Helen McCrory arrives hungry. We’re meeting on a spring afternoon in a pub around the corner from her north London home, and Helen hasn’t yet eaten. She’s got a couple of hours before she has to pick up her children – Manon, 10, and Gulliver, nine – from school, and she fully intends to make the most of them.
‘Are you sure this is all right?’ she asks as she orders the soup of the day. ‘I mean, really? OK, well, I think I’ll have the lamb as a main… I’ll come back for pudding.’
We sit outside. Helen is tiny: slender and upright with the poise of a ballerina. She is also wildly entertaining. At 48, she is one of those women whose face is accentuated by faint wrinkles rather than oppressed by them – and she couldn’t care less anyway, given that she is constantly in work. Actresses over 35 are routinely asked if they’re concerned about the lack of roles for ‘older women’. When I raise this, Helen deadpans, ‘Well, I hope they find work.’

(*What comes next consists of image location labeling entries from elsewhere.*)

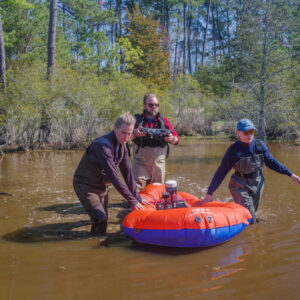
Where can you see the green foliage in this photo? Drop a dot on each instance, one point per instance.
(80, 106)
(147, 37)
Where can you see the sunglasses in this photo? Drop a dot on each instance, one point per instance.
(153, 105)
(249, 132)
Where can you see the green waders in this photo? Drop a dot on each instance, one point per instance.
(247, 183)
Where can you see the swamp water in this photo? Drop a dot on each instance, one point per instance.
(46, 251)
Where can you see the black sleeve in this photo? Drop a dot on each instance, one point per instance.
(104, 155)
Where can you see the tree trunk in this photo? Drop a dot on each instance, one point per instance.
(221, 45)
(214, 31)
(2, 59)
(261, 127)
(167, 17)
(45, 128)
(228, 29)
(205, 34)
(51, 38)
(189, 45)
(184, 38)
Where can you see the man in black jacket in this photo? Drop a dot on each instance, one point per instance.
(98, 169)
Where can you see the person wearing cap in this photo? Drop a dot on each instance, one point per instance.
(98, 169)
(246, 156)
(149, 152)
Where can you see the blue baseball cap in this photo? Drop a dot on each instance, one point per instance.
(244, 125)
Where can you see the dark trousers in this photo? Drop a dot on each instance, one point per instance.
(94, 200)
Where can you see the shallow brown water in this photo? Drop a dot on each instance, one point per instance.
(46, 251)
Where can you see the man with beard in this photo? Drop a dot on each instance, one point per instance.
(150, 150)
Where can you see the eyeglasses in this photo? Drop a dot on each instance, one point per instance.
(153, 105)
(249, 132)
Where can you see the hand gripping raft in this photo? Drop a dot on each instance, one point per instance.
(194, 226)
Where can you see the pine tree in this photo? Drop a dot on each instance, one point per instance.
(146, 35)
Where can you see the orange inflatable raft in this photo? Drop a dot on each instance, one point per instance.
(195, 225)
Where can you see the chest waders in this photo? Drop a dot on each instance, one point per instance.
(247, 183)
(91, 183)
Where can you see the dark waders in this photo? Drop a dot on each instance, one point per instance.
(247, 183)
(93, 195)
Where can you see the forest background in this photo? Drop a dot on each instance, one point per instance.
(69, 68)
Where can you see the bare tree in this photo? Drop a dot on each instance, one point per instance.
(52, 38)
(205, 33)
(2, 59)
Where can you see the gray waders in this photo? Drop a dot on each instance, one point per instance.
(247, 183)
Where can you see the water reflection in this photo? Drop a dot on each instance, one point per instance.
(48, 232)
(47, 250)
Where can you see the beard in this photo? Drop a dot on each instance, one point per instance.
(149, 114)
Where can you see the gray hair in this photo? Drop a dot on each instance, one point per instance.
(125, 118)
(148, 95)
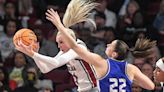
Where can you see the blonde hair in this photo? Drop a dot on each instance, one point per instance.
(70, 31)
(78, 11)
(143, 47)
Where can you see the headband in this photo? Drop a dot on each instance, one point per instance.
(160, 64)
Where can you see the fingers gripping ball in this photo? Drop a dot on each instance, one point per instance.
(27, 36)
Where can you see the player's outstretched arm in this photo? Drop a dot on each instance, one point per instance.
(92, 58)
(141, 79)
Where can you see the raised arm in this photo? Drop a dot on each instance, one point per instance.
(99, 63)
(46, 63)
(141, 79)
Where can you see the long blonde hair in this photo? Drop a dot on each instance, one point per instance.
(143, 47)
(78, 11)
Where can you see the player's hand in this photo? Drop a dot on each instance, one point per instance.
(28, 50)
(53, 16)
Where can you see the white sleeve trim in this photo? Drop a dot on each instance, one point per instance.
(46, 63)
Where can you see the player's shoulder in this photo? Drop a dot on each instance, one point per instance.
(80, 42)
(132, 67)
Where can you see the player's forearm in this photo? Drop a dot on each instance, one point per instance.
(67, 37)
(44, 63)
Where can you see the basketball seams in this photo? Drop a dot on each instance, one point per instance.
(26, 35)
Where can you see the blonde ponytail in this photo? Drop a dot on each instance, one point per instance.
(78, 11)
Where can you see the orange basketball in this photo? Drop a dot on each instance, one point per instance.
(27, 36)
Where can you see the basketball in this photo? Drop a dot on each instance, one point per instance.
(27, 36)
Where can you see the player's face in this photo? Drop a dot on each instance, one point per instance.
(158, 75)
(61, 45)
(110, 49)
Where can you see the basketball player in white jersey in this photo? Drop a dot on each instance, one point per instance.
(83, 73)
(114, 74)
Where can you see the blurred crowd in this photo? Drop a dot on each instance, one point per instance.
(127, 20)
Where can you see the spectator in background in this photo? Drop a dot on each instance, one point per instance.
(6, 40)
(111, 19)
(16, 73)
(4, 82)
(108, 35)
(46, 86)
(130, 23)
(147, 69)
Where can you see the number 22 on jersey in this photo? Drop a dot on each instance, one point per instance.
(117, 85)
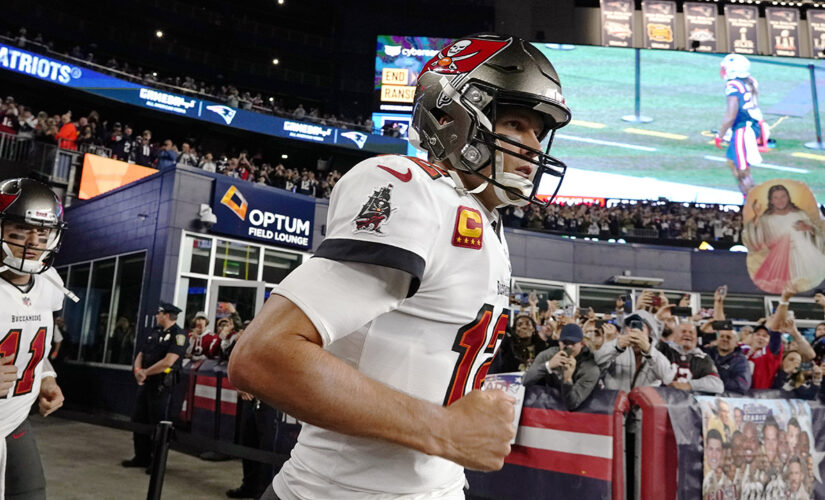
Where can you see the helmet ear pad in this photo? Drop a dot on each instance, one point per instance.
(451, 133)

For her, it’s never been a problem. She finds vanity and self-regard boring. Recently, she took on the part of Elizabeth I for the children’s TV series Horrible Histories, and ‘I begged the director to let me have a bald cap, a pockmarked face and blackened teeth. And he was like, “But we could make her look so beautiful.” I said, “Yeah, but where’s the fun in that?”
‘Ageing hasn’t changed that much for me because it’s never been, “Elle Macpherson’s not available, let’s get McCrory!”’
Helen is more interested in characters ‘if they’re different from me. That’s what I enjoy most about the job.’ Her career has been both impressive and varied – from big-budget box-office catnip (Narcissa Malfoy in the Harry Potter films) to small-screen critical acclaim (Aunt Polly in Peaky Blinders) to dazzling stage performances (her electrifying 2014 turn as Medea won her a Critics’ Circle Theatre Award for Best Actress).